Highlights of recent seasons include her world premiere performance of Ortiz’s De Cuerda y Madera at the :alpenarte Festival in Schwarzenberg; her solo recital debut at New York’s Carnegie Hall; the world premiere at the Toronto Film Festival of Sofia Bohdanowicz’s Measures for a Funeral, in which María plays the role of young violinist Elisa, performing Johan Halvorsen’s long-lost Violin Concerto with the Orchestre Métropolitain and Yannick Nézet-Séguin; her debuts with the Staatskapelle Dresden under Andrés Orozco-Estrada and Staatskapelle Berlin under Christian Thielemann; a concert at the Tanglewood Festival with the Boston Symphony Orchestra under Andris Nelsons; a performance of the Mendelssohn Violin Concerto as part of the Nobel Prize Concert 2025; and the German premiere of Ortiz’s Altar de cuerda concerto (of which, as with De Cuerda y Madera, she is the dedicatee).

Forthcoming highlights of the 2025–26 season include her debut with the Wiener Philharmoniker, under Karina Canellakis, at the Salzburg Mozartwoche (24 January 2026); her debut with the New York Philharmonic, under Manfred Honeck, in the Beethoven Violin Concerto at Lincoln Center (29 January, further performances 30 January−1 February); 90th-birthday tributes to Zubin Mehta with the West-Eastern Divan Orchestra in Madrid and Barcelona (14/16 February); and the Beethoven Concerto and Bruch’s Concerto No. 1 on tour in Australia and New Zealand (12–28 March).

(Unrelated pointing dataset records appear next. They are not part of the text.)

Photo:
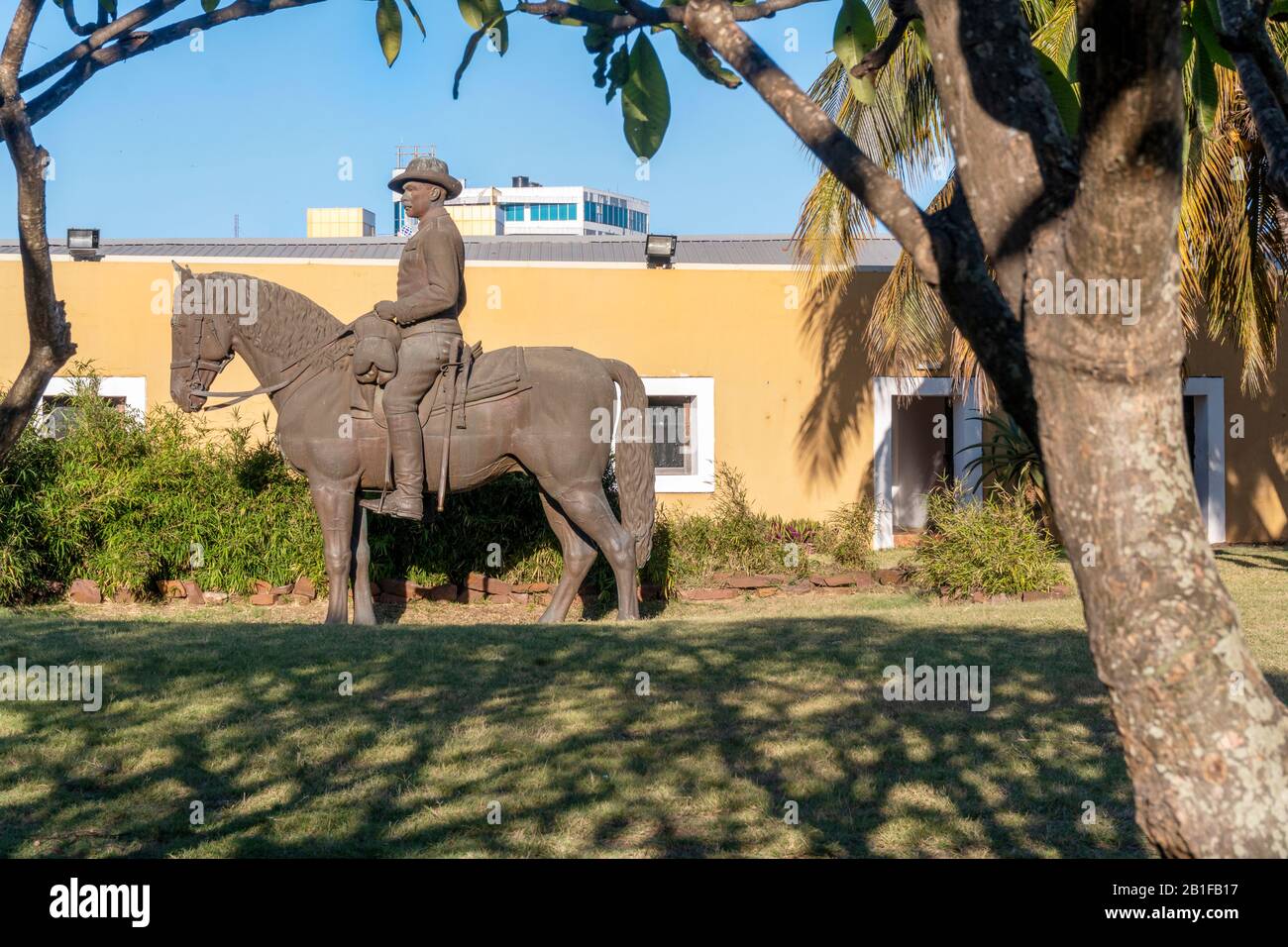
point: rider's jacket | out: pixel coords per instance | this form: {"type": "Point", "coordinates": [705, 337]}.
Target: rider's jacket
{"type": "Point", "coordinates": [430, 278]}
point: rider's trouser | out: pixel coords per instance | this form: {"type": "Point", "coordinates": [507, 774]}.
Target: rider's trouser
{"type": "Point", "coordinates": [420, 359]}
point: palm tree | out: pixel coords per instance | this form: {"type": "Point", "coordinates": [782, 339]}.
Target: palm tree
{"type": "Point", "coordinates": [1232, 231]}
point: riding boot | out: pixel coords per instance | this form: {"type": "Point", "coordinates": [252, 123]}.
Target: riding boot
{"type": "Point", "coordinates": [408, 453]}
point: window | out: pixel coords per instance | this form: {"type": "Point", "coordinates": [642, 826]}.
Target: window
{"type": "Point", "coordinates": [681, 423]}
{"type": "Point", "coordinates": [670, 419]}
{"type": "Point", "coordinates": [54, 412]}
{"type": "Point", "coordinates": [553, 211]}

Born in Granada in 2002, María Dueñas fell in love with classical music via the recordings her parents played constantly at home and the concerts she attended in her native city. She started playing violin at six and enrolled at Granada’s Conservatory a year later. In 2014 she was awarded a scholarship to study abroad by Juventudes Musicales Madrid and moved to Dresden to study at the Carl Maria von Weber College of Music. In 2016, she and her family moved again, this time to Austria, on the recommendation of her mentor Vladimir Spivakov, to enable her to study at the Music and Arts University of Vienna and the University of Music and Performing Arts in Graz.

A multi-faceted musician, Dueñas developed a love of composing after she started writing cadenzas for Mozart’s violin concertos. A solo piano piece, Farewell, was awarded a prize in the 2016 “Von fremden Ländern und Menschen” Competition for Young Composers. Recorded by Evgeny Sinaiski, it was transformed into a music video filmed during the pandemic. She has also written Homage 1770, a solo violin piece inspired by her debut album and Beethoven’s legacy, and cadenzas for most of the violin concerto repertoire.

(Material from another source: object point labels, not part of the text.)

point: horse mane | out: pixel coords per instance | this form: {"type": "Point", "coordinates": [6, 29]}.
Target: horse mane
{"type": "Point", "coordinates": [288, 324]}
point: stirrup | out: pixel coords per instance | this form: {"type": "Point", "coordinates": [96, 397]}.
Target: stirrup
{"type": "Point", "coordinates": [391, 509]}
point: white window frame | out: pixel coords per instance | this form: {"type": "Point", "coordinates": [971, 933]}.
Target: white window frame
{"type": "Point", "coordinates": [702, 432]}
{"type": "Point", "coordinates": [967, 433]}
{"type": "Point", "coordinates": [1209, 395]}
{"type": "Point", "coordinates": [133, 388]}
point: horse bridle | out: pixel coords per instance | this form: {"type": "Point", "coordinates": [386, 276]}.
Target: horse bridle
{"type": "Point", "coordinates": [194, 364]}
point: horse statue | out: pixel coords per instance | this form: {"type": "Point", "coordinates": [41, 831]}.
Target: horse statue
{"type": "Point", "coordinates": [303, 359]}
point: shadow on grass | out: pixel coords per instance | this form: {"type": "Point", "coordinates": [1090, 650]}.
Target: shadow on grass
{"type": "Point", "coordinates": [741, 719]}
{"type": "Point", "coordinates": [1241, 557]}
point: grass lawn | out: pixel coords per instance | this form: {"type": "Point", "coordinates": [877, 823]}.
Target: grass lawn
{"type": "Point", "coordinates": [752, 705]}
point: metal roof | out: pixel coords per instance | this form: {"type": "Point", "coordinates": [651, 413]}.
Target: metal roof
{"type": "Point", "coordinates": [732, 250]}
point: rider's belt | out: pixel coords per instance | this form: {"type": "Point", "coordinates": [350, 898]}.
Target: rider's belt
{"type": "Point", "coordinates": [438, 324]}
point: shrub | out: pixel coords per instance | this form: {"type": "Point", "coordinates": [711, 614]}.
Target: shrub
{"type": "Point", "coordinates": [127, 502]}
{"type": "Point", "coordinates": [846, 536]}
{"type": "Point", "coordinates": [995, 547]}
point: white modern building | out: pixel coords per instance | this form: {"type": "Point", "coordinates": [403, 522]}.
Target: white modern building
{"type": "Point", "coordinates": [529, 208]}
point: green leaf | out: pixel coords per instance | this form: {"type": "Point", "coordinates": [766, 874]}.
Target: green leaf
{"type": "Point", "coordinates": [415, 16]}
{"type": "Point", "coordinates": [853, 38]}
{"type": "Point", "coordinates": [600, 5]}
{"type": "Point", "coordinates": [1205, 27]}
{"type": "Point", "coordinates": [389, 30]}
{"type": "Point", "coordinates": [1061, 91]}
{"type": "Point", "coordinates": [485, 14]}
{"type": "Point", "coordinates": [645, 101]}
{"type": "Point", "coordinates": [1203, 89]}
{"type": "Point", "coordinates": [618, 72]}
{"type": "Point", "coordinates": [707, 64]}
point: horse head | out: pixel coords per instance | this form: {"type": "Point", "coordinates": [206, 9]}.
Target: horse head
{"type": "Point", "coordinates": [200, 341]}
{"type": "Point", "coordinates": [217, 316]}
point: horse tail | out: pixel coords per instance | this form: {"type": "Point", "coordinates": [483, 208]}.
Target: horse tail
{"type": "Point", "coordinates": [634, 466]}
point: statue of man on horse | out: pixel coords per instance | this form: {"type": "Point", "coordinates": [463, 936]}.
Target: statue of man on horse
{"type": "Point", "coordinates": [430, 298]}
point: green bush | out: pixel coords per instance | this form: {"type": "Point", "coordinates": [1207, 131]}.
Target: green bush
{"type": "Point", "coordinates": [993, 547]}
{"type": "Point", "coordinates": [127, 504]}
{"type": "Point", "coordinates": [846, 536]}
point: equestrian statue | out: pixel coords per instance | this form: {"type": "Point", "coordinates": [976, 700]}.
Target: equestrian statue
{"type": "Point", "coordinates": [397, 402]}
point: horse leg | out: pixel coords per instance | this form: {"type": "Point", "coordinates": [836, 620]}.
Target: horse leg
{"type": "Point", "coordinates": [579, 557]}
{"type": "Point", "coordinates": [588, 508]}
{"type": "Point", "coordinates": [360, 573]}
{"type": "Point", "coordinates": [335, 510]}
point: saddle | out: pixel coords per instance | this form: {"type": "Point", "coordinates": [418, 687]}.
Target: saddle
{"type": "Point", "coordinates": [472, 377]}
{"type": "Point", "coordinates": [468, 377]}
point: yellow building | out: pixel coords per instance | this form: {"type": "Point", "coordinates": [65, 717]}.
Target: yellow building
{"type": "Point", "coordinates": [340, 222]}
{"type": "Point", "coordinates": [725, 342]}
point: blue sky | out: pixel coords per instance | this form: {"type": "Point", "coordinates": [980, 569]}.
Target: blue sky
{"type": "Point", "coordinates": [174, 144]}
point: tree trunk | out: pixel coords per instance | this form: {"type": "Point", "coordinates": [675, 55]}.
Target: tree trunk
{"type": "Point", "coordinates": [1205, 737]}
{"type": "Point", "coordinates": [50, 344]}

Her performance competition victories began with the 2017 Zhuhai International Mozart Competition and 2018 Vladimir Spivakov International Violin Competition. 2021 proved to be the real breakthrough year: not only was she awarded the first prize and audience prize at that year’s (livestreamed) Menuhin  Violin Competition, she also won first prize at the Getting to Carnegie Competition, the Grand Prize at the Viktor Tretyakov International Violin Competition, and the career advancement prize at the Rheingau Music Festival. She went on to be named a BBC Radio 3 New Generation Artist 2021–23, and in 2023 won a Princesa de Girona Prize, the jury hailing her as an exceptional role model for young people, thanks to “her huge talent, her discipline, and her capacity for hard work”.

María Dueñas plays the Nicolò Gagliano violin of 17?4, kindly loaned by the Deutsche Stiftung Musikleben.